Experiments with Spark (based on Definitive Guide): CH5.6 Filtering DataFrame Rows, Getting Uniques,Random Samples, RandomSplits

Filtering Rows:

There are two methods to perform this operation: you can use where or filter and they both will perform the same operation and accept the same argument types when used with DataFrames.

Following are the definitions of these methods available on Dataframes. Note that there are two variants. One that takes a Column type and other that takes a String. When using the Dataset API from either Scala or Java, filter also accepts an arbitrary function that Spark will apply to each record in the Dataset.

def where(conditionExpr: String): Dataset[T]

Filters rows using the given SQL expression.

peopleDs.where("age > 15")

def where(condition: Column): Dataset[T]

Filters rows using the given condition. This is an alias for filter.

// The following are equivalent:

peopleDs.filter($"age" > 15)

peopleDs.where($"age" > 15)

def filter(func: (T) ⇒ Boolean): Dataset[T]

(Scala-specific) Returns a new Dataset that only contains elements where func returns true.

def filter(conditionExpr: String): Dataset[T]

Filters rows using the given SQL expression.

peopleDs.filter("age > 15")

def filter(condition: Column): Dataset[T]

Filters rows using the given condition.

// The following are equivalent:

peopleDs.filter($"age" > 15)

peopleDs.where($"age" > 15)

scala> df.count

res24: Long = 1502

scala> df.where("ORIGIN_COUNTRY_NAME ==
    'Romania'").collect

res25: Array[org.apache.spark.sql.Row] =
    Array([United States,Romania,15], [United States,Romania,1], [United
    States,Romania,3], [United States,Romania,12], [United States,Romania,12])

scala>
    df.where(col("ORIGIN_COUNTRY_NAME") ===
    "Romania").collect

res26: Array[org.apache.spark.sql.Row] =
    Array([United States,Romania,15], [United States,Romania,1], [United
    States,Romania,3], [United States,Romania,12], [United States,Romania,12])

Following shows how to define a Column type and use that directly in where condition.

scala> val
    FilterCond=expr("ORIGIN_COUNTRY_NAME == 'Romania'")

FilterCond: org.apache.spark.sql.Column =
    (ORIGIN_COUNTRY_NAME = Romania)

        scala> df.where(FilterCond).collect

res27: Array[org.apache.spark.sql.Row] =
    Array([United States,Romania,15], [United States,Romania,1], [United
    States,Romania,3], [United States,Romania,12], [United States,Romania,12])

We can also put multiple filrers in same expression as shown below.

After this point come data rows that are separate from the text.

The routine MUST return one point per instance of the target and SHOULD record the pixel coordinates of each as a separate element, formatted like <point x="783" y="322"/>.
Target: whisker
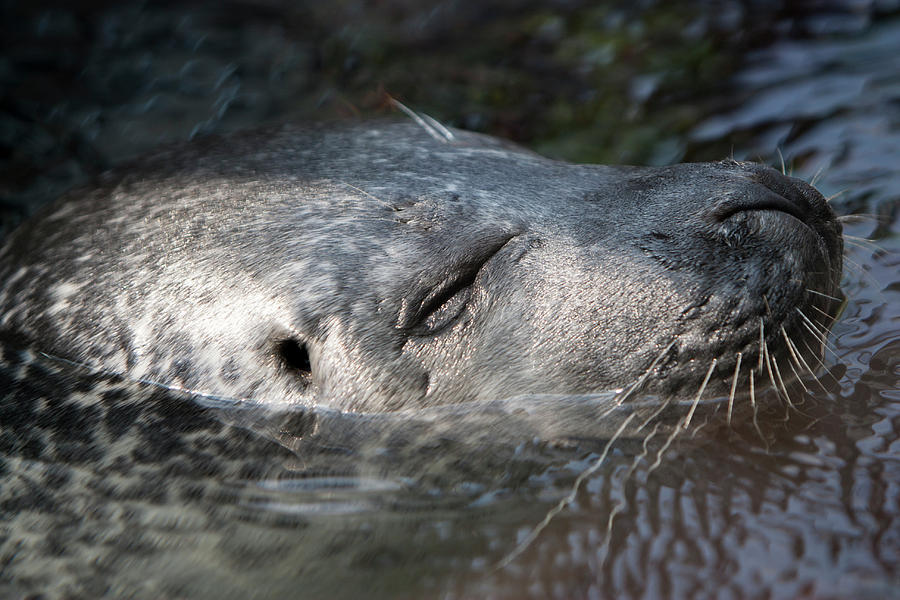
<point x="818" y="293"/>
<point x="433" y="127"/>
<point x="819" y="335"/>
<point x="690" y="415"/>
<point x="755" y="411"/>
<point x="793" y="354"/>
<point x="643" y="378"/>
<point x="737" y="370"/>
<point x="836" y="195"/>
<point x="620" y="505"/>
<point x="860" y="242"/>
<point x="762" y="340"/>
<point x="562" y="504"/>
<point x="816" y="176"/>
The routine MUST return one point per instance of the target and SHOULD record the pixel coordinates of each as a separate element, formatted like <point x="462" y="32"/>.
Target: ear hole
<point x="294" y="356"/>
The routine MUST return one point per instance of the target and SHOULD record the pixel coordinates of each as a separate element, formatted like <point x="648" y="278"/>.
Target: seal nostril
<point x="294" y="355"/>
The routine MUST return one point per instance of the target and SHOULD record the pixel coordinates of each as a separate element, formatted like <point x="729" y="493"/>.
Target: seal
<point x="385" y="266"/>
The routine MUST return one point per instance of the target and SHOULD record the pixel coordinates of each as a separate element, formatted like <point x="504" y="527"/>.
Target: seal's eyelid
<point x="443" y="303"/>
<point x="294" y="356"/>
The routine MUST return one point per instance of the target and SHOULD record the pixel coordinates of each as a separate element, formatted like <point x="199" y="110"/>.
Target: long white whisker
<point x="562" y="504"/>
<point x="762" y="341"/>
<point x="430" y="125"/>
<point x="793" y="362"/>
<point x="645" y="375"/>
<point x="690" y="415"/>
<point x="737" y="371"/>
<point x="818" y="293"/>
<point x="755" y="410"/>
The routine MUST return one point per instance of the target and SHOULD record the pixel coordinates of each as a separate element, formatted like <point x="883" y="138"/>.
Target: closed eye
<point x="439" y="306"/>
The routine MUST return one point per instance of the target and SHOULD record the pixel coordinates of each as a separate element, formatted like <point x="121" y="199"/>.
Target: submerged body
<point x="385" y="266"/>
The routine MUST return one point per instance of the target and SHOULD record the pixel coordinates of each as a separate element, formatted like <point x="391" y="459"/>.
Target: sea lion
<point x="384" y="266"/>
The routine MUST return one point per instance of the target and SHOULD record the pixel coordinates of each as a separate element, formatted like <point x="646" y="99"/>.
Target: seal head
<point x="376" y="267"/>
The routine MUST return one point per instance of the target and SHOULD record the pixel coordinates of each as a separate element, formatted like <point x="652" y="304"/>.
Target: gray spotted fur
<point x="190" y="267"/>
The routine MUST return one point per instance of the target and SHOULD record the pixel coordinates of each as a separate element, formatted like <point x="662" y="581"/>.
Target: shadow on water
<point x="185" y="497"/>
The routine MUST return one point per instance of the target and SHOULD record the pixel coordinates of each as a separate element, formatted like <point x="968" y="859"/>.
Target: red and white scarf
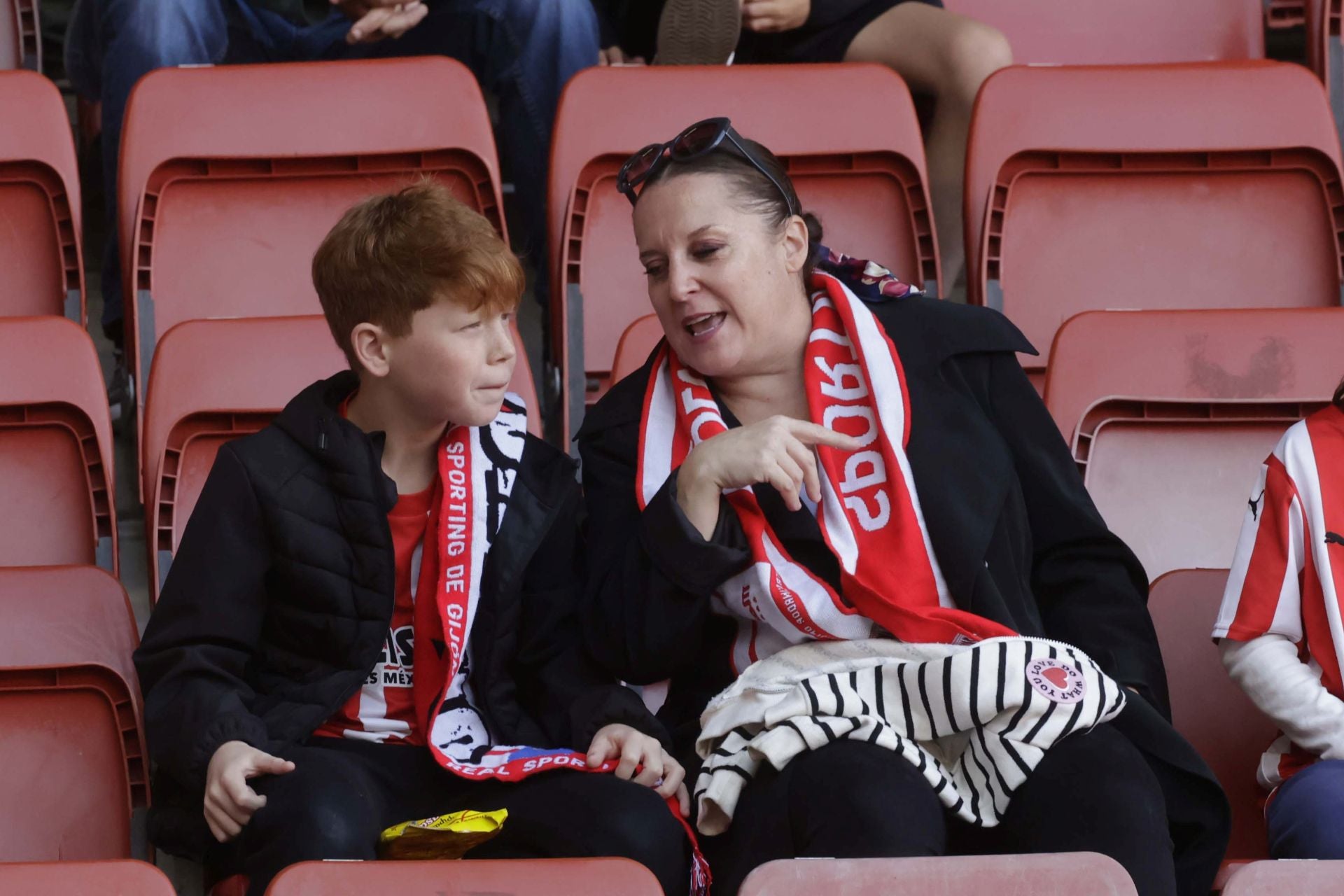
<point x="477" y="468"/>
<point x="869" y="514"/>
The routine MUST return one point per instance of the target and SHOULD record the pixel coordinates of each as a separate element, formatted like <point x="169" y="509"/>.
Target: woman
<point x="984" y="530"/>
<point x="939" y="52"/>
<point x="1277" y="637"/>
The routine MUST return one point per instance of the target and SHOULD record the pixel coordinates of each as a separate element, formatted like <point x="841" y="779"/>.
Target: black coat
<point x="280" y="597"/>
<point x="1015" y="532"/>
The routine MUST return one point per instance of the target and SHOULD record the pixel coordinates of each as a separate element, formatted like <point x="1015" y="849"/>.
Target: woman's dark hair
<point x="753" y="188"/>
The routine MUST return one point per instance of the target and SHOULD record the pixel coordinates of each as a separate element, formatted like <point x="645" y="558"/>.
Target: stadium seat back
<point x="552" y="876"/>
<point x="1298" y="878"/>
<point x="863" y="176"/>
<point x="1151" y="187"/>
<point x="71" y="752"/>
<point x="1170" y="415"/>
<point x="39" y="198"/>
<point x="638" y="343"/>
<point x="1139" y="31"/>
<point x="216" y="381"/>
<point x="232" y="176"/>
<point x="20" y="38"/>
<point x="1208" y="708"/>
<point x="1040" y="875"/>
<point x="55" y="448"/>
<point x="127" y="878"/>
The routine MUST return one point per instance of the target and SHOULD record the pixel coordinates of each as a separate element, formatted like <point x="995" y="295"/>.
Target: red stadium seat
<point x="1208" y="708"/>
<point x="1138" y="31"/>
<point x="862" y="174"/>
<point x="1170" y="415"/>
<point x="84" y="879"/>
<point x="20" y="36"/>
<point x="55" y="448"/>
<point x="1041" y="875"/>
<point x="521" y="878"/>
<point x="214" y="381"/>
<point x="39" y="198"/>
<point x="1200" y="186"/>
<point x="638" y="343"/>
<point x="71" y="752"/>
<point x="1296" y="878"/>
<point x="232" y="176"/>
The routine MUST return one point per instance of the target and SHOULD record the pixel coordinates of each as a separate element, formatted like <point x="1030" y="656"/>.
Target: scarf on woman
<point x="869" y="514"/>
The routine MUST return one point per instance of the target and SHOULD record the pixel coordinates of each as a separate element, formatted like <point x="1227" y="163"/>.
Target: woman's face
<point x="723" y="282"/>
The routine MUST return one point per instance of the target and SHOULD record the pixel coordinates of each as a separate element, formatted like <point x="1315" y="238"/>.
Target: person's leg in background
<point x="946" y="55"/>
<point x="1306" y="817"/>
<point x="111" y="46"/>
<point x="1092" y="793"/>
<point x="848" y="799"/>
<point x="523" y="51"/>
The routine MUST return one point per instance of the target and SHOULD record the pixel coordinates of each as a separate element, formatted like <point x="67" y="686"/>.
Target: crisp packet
<point x="442" y="836"/>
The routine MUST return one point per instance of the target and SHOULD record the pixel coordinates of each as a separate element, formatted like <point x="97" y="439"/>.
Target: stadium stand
<point x="863" y="175"/>
<point x="69" y="710"/>
<point x="214" y="381"/>
<point x="1208" y="708"/>
<point x="55" y="448"/>
<point x="232" y="176"/>
<point x="39" y="199"/>
<point x="1140" y="31"/>
<point x="1170" y="415"/>
<point x="1042" y="875"/>
<point x="127" y="878"/>
<point x="20" y="35"/>
<point x="1198" y="186"/>
<point x="554" y="876"/>
<point x="1297" y="878"/>
<point x="638" y="343"/>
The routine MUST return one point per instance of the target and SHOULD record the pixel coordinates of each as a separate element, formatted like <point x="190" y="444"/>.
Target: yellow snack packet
<point x="441" y="836"/>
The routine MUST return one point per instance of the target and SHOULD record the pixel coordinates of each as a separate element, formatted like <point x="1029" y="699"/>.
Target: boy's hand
<point x="659" y="770"/>
<point x="229" y="801"/>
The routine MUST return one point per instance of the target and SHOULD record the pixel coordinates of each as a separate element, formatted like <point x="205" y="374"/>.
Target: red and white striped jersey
<point x="1288" y="577"/>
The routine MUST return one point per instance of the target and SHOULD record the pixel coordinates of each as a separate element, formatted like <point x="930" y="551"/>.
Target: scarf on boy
<point x="477" y="468"/>
<point x="869" y="514"/>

Although this is possible, it is not always useful, because Spark automatically performs all filtering operations at the same time regardless of the filter ordering. This means that if you want to specify multiple AND filters, just chain them sequentially and let Spark handle the rest

scala> val
    FilterCond=expr("ORIGIN_COUNTRY_NAME ==
    'Romania'").and(expr("count > 3"))

FilterCond: org.apache.spark.sql.Column =
    ((ORIGIN_COUNTRY_NAME = Romania) AND (count > 3))

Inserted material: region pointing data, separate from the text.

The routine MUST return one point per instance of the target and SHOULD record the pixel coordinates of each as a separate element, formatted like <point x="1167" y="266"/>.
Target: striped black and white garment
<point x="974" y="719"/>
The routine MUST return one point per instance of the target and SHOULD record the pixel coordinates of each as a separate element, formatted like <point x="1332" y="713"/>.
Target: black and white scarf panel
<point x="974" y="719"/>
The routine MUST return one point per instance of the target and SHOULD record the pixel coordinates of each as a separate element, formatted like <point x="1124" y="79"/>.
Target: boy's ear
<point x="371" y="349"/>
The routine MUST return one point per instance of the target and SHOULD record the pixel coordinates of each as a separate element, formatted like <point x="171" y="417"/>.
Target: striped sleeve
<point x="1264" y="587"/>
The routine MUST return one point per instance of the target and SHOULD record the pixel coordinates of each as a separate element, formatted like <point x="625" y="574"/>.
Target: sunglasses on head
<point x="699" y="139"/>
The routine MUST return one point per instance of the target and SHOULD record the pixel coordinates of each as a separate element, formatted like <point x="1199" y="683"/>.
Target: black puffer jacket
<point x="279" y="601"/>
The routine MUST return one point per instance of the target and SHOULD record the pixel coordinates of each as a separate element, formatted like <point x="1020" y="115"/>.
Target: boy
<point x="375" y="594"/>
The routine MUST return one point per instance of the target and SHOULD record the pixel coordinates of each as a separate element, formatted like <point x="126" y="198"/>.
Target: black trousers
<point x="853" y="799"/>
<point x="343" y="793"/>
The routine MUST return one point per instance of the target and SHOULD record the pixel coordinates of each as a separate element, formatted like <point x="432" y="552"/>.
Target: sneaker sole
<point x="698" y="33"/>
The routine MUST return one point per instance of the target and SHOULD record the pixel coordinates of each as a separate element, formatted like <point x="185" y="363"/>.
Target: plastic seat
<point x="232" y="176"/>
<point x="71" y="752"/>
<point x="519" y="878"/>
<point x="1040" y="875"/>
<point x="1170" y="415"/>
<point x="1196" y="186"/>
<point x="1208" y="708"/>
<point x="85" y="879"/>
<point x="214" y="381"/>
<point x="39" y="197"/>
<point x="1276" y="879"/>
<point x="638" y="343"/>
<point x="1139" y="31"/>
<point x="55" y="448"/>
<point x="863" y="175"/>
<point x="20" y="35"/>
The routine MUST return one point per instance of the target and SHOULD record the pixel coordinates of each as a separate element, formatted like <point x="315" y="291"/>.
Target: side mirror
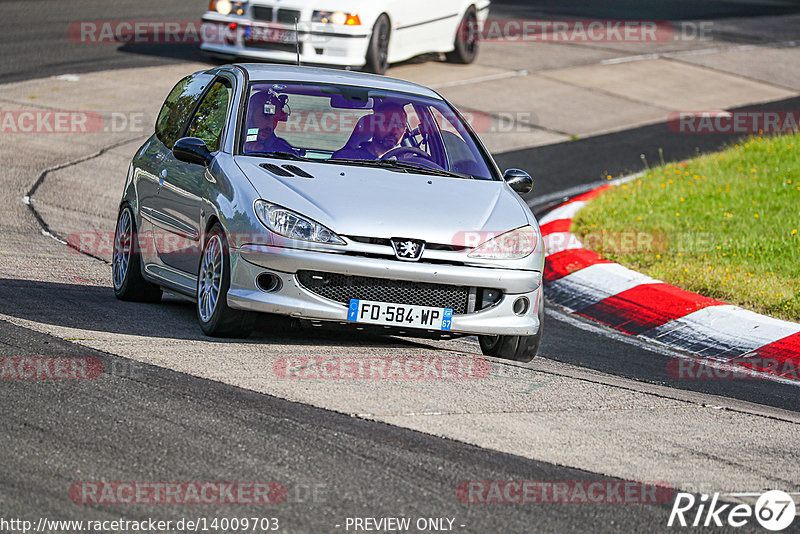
<point x="192" y="150"/>
<point x="520" y="181"/>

scala> df.where(FilterCond).collect

res28: Array[org.apache.spark.sql.Row] =
    Array([United States,Romania,15], [United States,Romania,12], [United
    States,Romania,12])

The "and" and "or" are methods available on Column type:

def and(other: Column): Column

Boolean AND.

// Scala: The following selects people that are in school and employed at the same time.

people.select( people("inSchool") && people("isEmployed") )

// Java:

people.select( people("inSchool").and(people("isEmployed")) );

def or(other: Column): Column

Boolean OR.

// Scala: The following selects people that are in school or employed.

people.filter( people("inSchool") || people("isEmployed") )

// Java:

people.filter( people("inSchool").or(people("isEmployed")) );

Following shows how to chain multiple filters

scala> val
    FilterCond=expr("ORIGIN_COUNTRY_NAME == 'Romania'")

FilterCond: org.apache.spark.sql.Column =
    (ORIGIN_COUNTRY_NAME = Romania)

scala> val Cond2=col("count") > 3

Cond2: org.apache.spark.sql.Column = (count >
    3)

scala>
    df.where(FilterCond).where(Cond2).collect

res29: Array[org.apache.spark.sql.Row] =
    Array([United States,Romania,15], [United States,Romania,12], [United
    States,Romania,12])

Getting Unique Rows:

The distinct method on DataFrames allows us to deduplicate any rows that are in that DataFrame.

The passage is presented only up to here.